Top judge slams 'impenetrable' laws
England's top judge has criticised "impenetrable" criminal justice legislation which is placing a "continuing burden" on the courts.
In a report, Lord Chief Justice Lord Judge wrote that the difficulties of trying to comprehend and apply such legislation is causing cases waiting trial to be delayed.
This is to the "disadvantage of the defendants awaiting trial, the witnesses to the events which bring the defendants to court and the victims of those alleged crimes", he said.
He pointed out that grappling with the legislation is a problem which applies not just to the Court of Appeal but to the workings of every Crown Court and magistrates' court in England and Wales.
In his introduction to the second annual review of the work of the criminal division of the Court of Appeal since his appointment as Lord Chief Justice, Lord Judge said: "It has been another year of unremitting commitment to the administration of criminal justice. That is as it should be.

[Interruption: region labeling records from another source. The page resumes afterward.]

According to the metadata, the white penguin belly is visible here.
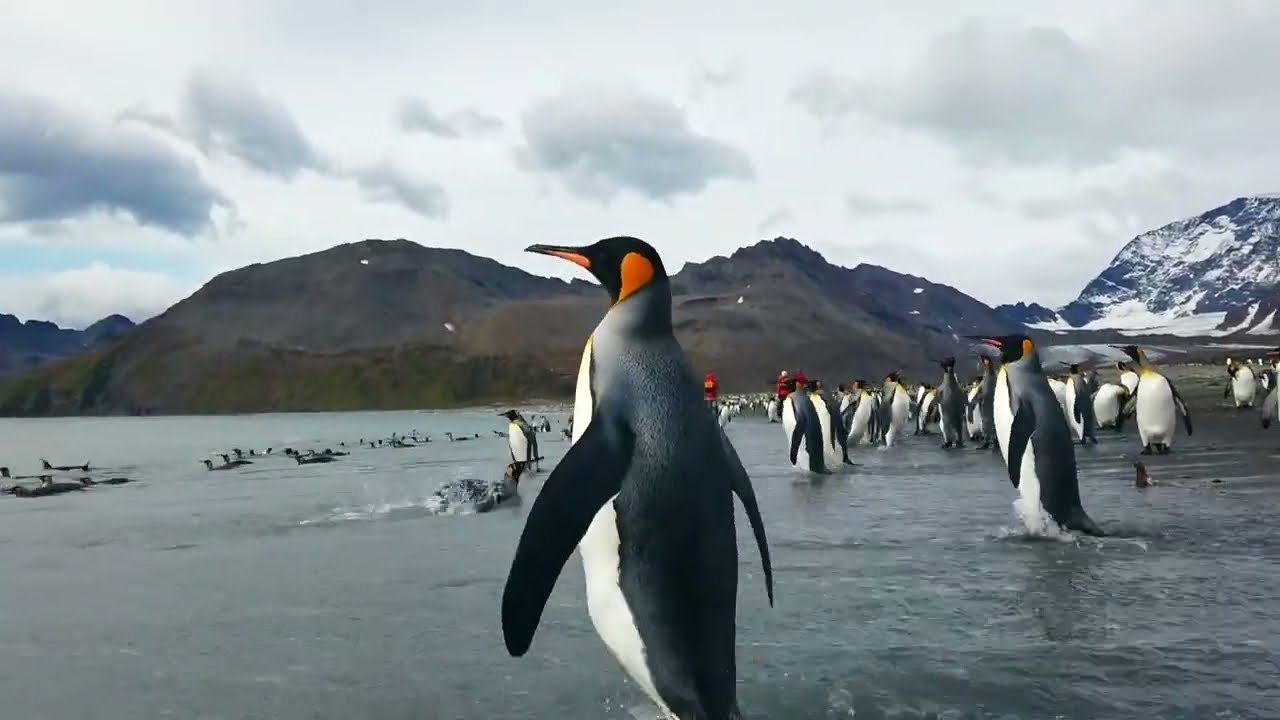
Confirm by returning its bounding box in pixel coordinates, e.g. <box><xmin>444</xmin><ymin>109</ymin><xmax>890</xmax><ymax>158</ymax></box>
<box><xmin>1062</xmin><ymin>382</ymin><xmax>1084</xmax><ymax>439</ymax></box>
<box><xmin>1134</xmin><ymin>373</ymin><xmax>1178</xmax><ymax>445</ymax></box>
<box><xmin>1231</xmin><ymin>368</ymin><xmax>1258</xmax><ymax>407</ymax></box>
<box><xmin>507</xmin><ymin>420</ymin><xmax>524</xmax><ymax>460</ymax></box>
<box><xmin>1120</xmin><ymin>370</ymin><xmax>1138</xmax><ymax>395</ymax></box>
<box><xmin>991</xmin><ymin>368</ymin><xmax>1050</xmax><ymax>536</ymax></box>
<box><xmin>849</xmin><ymin>397</ymin><xmax>872</xmax><ymax>445</ymax></box>
<box><xmin>1093</xmin><ymin>383</ymin><xmax>1124</xmax><ymax>428</ymax></box>
<box><xmin>573</xmin><ymin>341</ymin><xmax>669</xmax><ymax>712</ymax></box>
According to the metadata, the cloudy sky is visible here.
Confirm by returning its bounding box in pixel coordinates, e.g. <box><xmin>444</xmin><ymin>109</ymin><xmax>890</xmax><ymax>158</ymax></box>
<box><xmin>0</xmin><ymin>0</ymin><xmax>1280</xmax><ymax>325</ymax></box>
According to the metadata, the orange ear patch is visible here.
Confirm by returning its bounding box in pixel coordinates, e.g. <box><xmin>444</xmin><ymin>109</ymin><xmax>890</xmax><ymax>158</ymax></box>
<box><xmin>618</xmin><ymin>252</ymin><xmax>654</xmax><ymax>302</ymax></box>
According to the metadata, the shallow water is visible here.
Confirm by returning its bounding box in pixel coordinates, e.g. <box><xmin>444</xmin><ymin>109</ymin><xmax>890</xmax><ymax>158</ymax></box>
<box><xmin>0</xmin><ymin>411</ymin><xmax>1280</xmax><ymax>720</ymax></box>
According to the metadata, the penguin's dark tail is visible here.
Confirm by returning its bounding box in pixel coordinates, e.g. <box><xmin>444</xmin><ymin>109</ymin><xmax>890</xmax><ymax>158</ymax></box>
<box><xmin>1066</xmin><ymin>505</ymin><xmax>1106</xmax><ymax>538</ymax></box>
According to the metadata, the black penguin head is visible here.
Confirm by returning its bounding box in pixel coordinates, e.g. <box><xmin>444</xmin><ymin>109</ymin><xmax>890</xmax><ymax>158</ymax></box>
<box><xmin>1111</xmin><ymin>345</ymin><xmax>1142</xmax><ymax>363</ymax></box>
<box><xmin>525</xmin><ymin>236</ymin><xmax>667</xmax><ymax>304</ymax></box>
<box><xmin>969</xmin><ymin>333</ymin><xmax>1036</xmax><ymax>364</ymax></box>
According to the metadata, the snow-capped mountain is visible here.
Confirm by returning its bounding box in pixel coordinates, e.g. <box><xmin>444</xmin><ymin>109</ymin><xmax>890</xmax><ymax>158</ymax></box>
<box><xmin>1000</xmin><ymin>195</ymin><xmax>1280</xmax><ymax>337</ymax></box>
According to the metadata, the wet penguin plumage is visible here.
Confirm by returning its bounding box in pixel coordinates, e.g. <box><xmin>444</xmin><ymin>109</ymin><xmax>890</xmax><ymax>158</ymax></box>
<box><xmin>499</xmin><ymin>410</ymin><xmax>540</xmax><ymax>473</ymax></box>
<box><xmin>937</xmin><ymin>357</ymin><xmax>966</xmax><ymax>450</ymax></box>
<box><xmin>502</xmin><ymin>237</ymin><xmax>773</xmax><ymax>720</ymax></box>
<box><xmin>1116</xmin><ymin>345</ymin><xmax>1192</xmax><ymax>455</ymax></box>
<box><xmin>782</xmin><ymin>378</ymin><xmax>827</xmax><ymax>473</ymax></box>
<box><xmin>974</xmin><ymin>334</ymin><xmax>1103</xmax><ymax>536</ymax></box>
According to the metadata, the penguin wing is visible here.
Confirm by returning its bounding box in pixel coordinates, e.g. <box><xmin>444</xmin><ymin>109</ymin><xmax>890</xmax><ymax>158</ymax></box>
<box><xmin>502</xmin><ymin>415</ymin><xmax>635</xmax><ymax>657</ymax></box>
<box><xmin>1009</xmin><ymin>402</ymin><xmax>1036</xmax><ymax>487</ymax></box>
<box><xmin>1071</xmin><ymin>382</ymin><xmax>1091</xmax><ymax>425</ymax></box>
<box><xmin>721</xmin><ymin>430</ymin><xmax>773</xmax><ymax>607</ymax></box>
<box><xmin>1165</xmin><ymin>378</ymin><xmax>1192</xmax><ymax>436</ymax></box>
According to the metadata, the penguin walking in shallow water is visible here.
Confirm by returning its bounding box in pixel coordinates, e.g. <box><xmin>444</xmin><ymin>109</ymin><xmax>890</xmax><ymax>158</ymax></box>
<box><xmin>1066</xmin><ymin>363</ymin><xmax>1098</xmax><ymax>445</ymax></box>
<box><xmin>502</xmin><ymin>237</ymin><xmax>773</xmax><ymax>720</ymax></box>
<box><xmin>499</xmin><ymin>410</ymin><xmax>541</xmax><ymax>473</ymax></box>
<box><xmin>973</xmin><ymin>334</ymin><xmax>1103</xmax><ymax>536</ymax></box>
<box><xmin>1116</xmin><ymin>345</ymin><xmax>1192</xmax><ymax>455</ymax></box>
<box><xmin>937</xmin><ymin>357</ymin><xmax>965</xmax><ymax>450</ymax></box>
<box><xmin>782</xmin><ymin>378</ymin><xmax>828</xmax><ymax>474</ymax></box>
<box><xmin>1222</xmin><ymin>360</ymin><xmax>1258</xmax><ymax>410</ymax></box>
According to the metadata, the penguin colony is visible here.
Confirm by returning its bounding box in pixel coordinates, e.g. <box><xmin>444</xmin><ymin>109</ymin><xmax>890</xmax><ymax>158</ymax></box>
<box><xmin>483</xmin><ymin>237</ymin><xmax>1280</xmax><ymax>720</ymax></box>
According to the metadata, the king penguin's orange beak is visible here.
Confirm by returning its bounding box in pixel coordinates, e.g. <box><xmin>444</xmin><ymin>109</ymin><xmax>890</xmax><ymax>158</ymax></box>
<box><xmin>525</xmin><ymin>245</ymin><xmax>591</xmax><ymax>270</ymax></box>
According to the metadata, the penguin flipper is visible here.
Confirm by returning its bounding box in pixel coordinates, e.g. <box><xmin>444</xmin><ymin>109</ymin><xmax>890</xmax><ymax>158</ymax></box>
<box><xmin>721</xmin><ymin>430</ymin><xmax>773</xmax><ymax>607</ymax></box>
<box><xmin>1165</xmin><ymin>378</ymin><xmax>1192</xmax><ymax>436</ymax></box>
<box><xmin>1009</xmin><ymin>402</ymin><xmax>1036</xmax><ymax>487</ymax></box>
<box><xmin>502</xmin><ymin>416</ymin><xmax>635</xmax><ymax>657</ymax></box>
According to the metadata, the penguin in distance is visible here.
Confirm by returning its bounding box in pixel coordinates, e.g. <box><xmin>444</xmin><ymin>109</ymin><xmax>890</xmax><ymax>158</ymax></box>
<box><xmin>502</xmin><ymin>237</ymin><xmax>773</xmax><ymax>720</ymax></box>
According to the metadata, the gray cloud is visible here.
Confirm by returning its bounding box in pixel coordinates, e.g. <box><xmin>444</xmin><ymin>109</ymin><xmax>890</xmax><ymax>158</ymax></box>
<box><xmin>845</xmin><ymin>192</ymin><xmax>933</xmax><ymax>217</ymax></box>
<box><xmin>0</xmin><ymin>90</ymin><xmax>230</xmax><ymax>236</ymax></box>
<box><xmin>790</xmin><ymin>3</ymin><xmax>1280</xmax><ymax>165</ymax></box>
<box><xmin>517</xmin><ymin>90</ymin><xmax>755</xmax><ymax>201</ymax></box>
<box><xmin>178</xmin><ymin>69</ymin><xmax>326</xmax><ymax>179</ymax></box>
<box><xmin>394</xmin><ymin>97</ymin><xmax>502</xmax><ymax>138</ymax></box>
<box><xmin>755</xmin><ymin>208</ymin><xmax>795</xmax><ymax>232</ymax></box>
<box><xmin>349</xmin><ymin>163</ymin><xmax>449</xmax><ymax>219</ymax></box>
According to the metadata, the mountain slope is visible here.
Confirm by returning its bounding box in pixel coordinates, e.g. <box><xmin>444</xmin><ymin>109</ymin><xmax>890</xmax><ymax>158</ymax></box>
<box><xmin>0</xmin><ymin>238</ymin><xmax>1015</xmax><ymax>415</ymax></box>
<box><xmin>1039</xmin><ymin>196</ymin><xmax>1280</xmax><ymax>336</ymax></box>
<box><xmin>0</xmin><ymin>313</ymin><xmax>133</xmax><ymax>375</ymax></box>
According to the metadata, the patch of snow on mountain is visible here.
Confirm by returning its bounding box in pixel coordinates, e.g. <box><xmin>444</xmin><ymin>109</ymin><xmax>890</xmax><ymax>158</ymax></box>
<box><xmin>1244</xmin><ymin>310</ymin><xmax>1277</xmax><ymax>334</ymax></box>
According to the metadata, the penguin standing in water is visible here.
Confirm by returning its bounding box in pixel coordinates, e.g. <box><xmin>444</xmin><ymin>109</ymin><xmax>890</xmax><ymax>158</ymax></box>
<box><xmin>499</xmin><ymin>410</ymin><xmax>541</xmax><ymax>473</ymax></box>
<box><xmin>879</xmin><ymin>372</ymin><xmax>913</xmax><ymax>447</ymax></box>
<box><xmin>1065</xmin><ymin>363</ymin><xmax>1098</xmax><ymax>445</ymax></box>
<box><xmin>973</xmin><ymin>334</ymin><xmax>1105</xmax><ymax>536</ymax></box>
<box><xmin>1112</xmin><ymin>345</ymin><xmax>1192</xmax><ymax>455</ymax></box>
<box><xmin>782</xmin><ymin>378</ymin><xmax>827</xmax><ymax>474</ymax></box>
<box><xmin>937</xmin><ymin>357</ymin><xmax>965</xmax><ymax>450</ymax></box>
<box><xmin>969</xmin><ymin>355</ymin><xmax>1000</xmax><ymax>451</ymax></box>
<box><xmin>1260</xmin><ymin>347</ymin><xmax>1280</xmax><ymax>429</ymax></box>
<box><xmin>1222</xmin><ymin>360</ymin><xmax>1258</xmax><ymax>410</ymax></box>
<box><xmin>502</xmin><ymin>237</ymin><xmax>773</xmax><ymax>720</ymax></box>
<box><xmin>809</xmin><ymin>380</ymin><xmax>852</xmax><ymax>471</ymax></box>
<box><xmin>846</xmin><ymin>379</ymin><xmax>879</xmax><ymax>446</ymax></box>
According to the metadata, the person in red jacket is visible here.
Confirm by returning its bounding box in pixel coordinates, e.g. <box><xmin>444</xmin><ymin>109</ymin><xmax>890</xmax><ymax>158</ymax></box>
<box><xmin>703</xmin><ymin>373</ymin><xmax>719</xmax><ymax>405</ymax></box>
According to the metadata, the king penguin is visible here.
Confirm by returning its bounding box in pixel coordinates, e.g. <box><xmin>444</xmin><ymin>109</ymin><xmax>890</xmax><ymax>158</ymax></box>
<box><xmin>1222</xmin><ymin>363</ymin><xmax>1258</xmax><ymax>410</ymax></box>
<box><xmin>1114</xmin><ymin>345</ymin><xmax>1192</xmax><ymax>455</ymax></box>
<box><xmin>973</xmin><ymin>334</ymin><xmax>1105</xmax><ymax>536</ymax></box>
<box><xmin>1065</xmin><ymin>363</ymin><xmax>1098</xmax><ymax>445</ymax></box>
<box><xmin>1261</xmin><ymin>347</ymin><xmax>1280</xmax><ymax>429</ymax></box>
<box><xmin>502</xmin><ymin>237</ymin><xmax>773</xmax><ymax>720</ymax></box>
<box><xmin>937</xmin><ymin>357</ymin><xmax>965</xmax><ymax>450</ymax></box>
<box><xmin>499</xmin><ymin>410</ymin><xmax>541</xmax><ymax>473</ymax></box>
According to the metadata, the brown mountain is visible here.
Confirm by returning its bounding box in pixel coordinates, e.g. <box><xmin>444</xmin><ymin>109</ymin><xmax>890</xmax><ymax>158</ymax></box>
<box><xmin>0</xmin><ymin>238</ymin><xmax>1015</xmax><ymax>415</ymax></box>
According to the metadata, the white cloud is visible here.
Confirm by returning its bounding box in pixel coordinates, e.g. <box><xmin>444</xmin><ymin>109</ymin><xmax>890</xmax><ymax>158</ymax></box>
<box><xmin>0</xmin><ymin>263</ymin><xmax>196</xmax><ymax>328</ymax></box>
<box><xmin>0</xmin><ymin>0</ymin><xmax>1280</xmax><ymax>315</ymax></box>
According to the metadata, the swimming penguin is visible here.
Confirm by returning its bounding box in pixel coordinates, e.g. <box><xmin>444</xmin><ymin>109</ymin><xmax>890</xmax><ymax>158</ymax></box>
<box><xmin>879</xmin><ymin>372</ymin><xmax>913</xmax><ymax>447</ymax></box>
<box><xmin>1112</xmin><ymin>345</ymin><xmax>1192</xmax><ymax>455</ymax></box>
<box><xmin>782</xmin><ymin>378</ymin><xmax>827</xmax><ymax>473</ymax></box>
<box><xmin>973</xmin><ymin>334</ymin><xmax>1105</xmax><ymax>536</ymax></box>
<box><xmin>1064</xmin><ymin>363</ymin><xmax>1098</xmax><ymax>445</ymax></box>
<box><xmin>936</xmin><ymin>357</ymin><xmax>965</xmax><ymax>450</ymax></box>
<box><xmin>1222</xmin><ymin>360</ymin><xmax>1258</xmax><ymax>410</ymax></box>
<box><xmin>845</xmin><ymin>379</ymin><xmax>879</xmax><ymax>446</ymax></box>
<box><xmin>498</xmin><ymin>410</ymin><xmax>541</xmax><ymax>473</ymax></box>
<box><xmin>1093</xmin><ymin>383</ymin><xmax>1129</xmax><ymax>430</ymax></box>
<box><xmin>502</xmin><ymin>237</ymin><xmax>773</xmax><ymax>720</ymax></box>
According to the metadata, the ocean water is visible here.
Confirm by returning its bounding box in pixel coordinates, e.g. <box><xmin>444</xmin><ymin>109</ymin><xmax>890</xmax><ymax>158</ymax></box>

"What remains less tolerable is the continuing burden of comprehending and applying impenetrable legislation, primarily but not exclusively in relation to sentencing."
He added: "The search for the legislative intention in the context of criminal justice legislation makes unreasonable demands on the intellectual efforts of judges and lawyers. It all takes time, very much more time than it took even a decade ago, to grapple with the difficulties."
Lord Judge said: "It would be comforting to believe that the problems have now been solved and that we can look forward to a year of quiet application of well understood and established principles. That will not happen.
"It is, for example, inevitable that some extremely vexing questions will arise as we struggle to follow the legislative intention which removed the former partial defence to murder, provocation, and replaced it with the new concept of loss of control, with its qualifying triggers."
The report, which covers the period from October 2009 to September this year, also shows that the criminal division of the Court of Appeal has faced an increasing number of appeals against both sentence and conviction, as well as more applications for leave to appeal against sentence and conviction.